Really Good Games..Really Good Teachers…

  • have win states to give us a feeling of accomplishment
  • employ conflict/competition/challenge to up our adrenaline
  • use dramatic problems
  • use otherworldly stories and characters to stir the emotions
  • require problem solving
  • encourage interaction to solve challenges
  • are unpredictable
  • provide a sense of urgency
  • have rules to give play structure and help put us inside the game world
  • have goals to provide motivation and let us measure ourselves against something
  • are interactive to keep us doing things
  • are situated in an interesting place or time
  • have outcomes and immediate feedback from which we learn
  • adapt their difficulty to our skills to keep us in flow
  • are “hard fun
  • Have goals for their lessons
  • Draw on “Motivation to Learn” strategies which engage students through the use of puzzles, questions, mysteries, apparent conflicts (Here is the link to episode 29 which explains the Motivation to Learn concept.

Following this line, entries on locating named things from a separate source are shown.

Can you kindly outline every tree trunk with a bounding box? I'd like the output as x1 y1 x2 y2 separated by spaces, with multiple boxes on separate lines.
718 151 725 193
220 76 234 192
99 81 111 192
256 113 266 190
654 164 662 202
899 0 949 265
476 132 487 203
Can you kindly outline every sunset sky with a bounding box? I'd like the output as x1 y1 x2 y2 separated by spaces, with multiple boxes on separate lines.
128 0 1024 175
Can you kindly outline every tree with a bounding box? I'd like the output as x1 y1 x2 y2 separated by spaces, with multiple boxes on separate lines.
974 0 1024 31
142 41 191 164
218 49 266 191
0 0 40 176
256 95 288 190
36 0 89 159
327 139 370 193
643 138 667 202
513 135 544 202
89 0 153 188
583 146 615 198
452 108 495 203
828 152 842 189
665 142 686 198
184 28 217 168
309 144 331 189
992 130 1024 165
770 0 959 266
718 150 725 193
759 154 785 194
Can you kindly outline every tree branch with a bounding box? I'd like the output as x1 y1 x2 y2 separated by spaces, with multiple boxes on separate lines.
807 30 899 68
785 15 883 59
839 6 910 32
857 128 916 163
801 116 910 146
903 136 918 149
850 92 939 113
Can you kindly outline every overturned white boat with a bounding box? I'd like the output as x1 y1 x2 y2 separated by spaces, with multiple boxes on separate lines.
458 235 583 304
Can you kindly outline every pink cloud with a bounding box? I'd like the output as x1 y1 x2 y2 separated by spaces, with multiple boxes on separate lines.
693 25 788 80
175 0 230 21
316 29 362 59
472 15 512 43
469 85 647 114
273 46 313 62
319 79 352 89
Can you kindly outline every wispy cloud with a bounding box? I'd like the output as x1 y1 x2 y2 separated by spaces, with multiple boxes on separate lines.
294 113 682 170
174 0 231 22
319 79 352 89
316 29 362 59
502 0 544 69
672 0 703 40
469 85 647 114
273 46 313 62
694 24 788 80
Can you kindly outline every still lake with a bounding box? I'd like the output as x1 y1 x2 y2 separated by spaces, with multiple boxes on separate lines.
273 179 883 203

  • Provide immediate feedback to students on how they’re doing
  • Help students summarize what they’ve learned
  • Help students reflect on their experience
  • Help students draw on prior knowledge
  • Encourage students to use metacognitive strategies (“Did I understand what I just heard/read?”)
  • Provide students with appropriate challenge to optimize the potential for “flow
  • Provide a context for the material to be learned (i.e., instruction is “anchored” to a setting)
  • Encourage active exploration among students (not focused on right and wrong answers)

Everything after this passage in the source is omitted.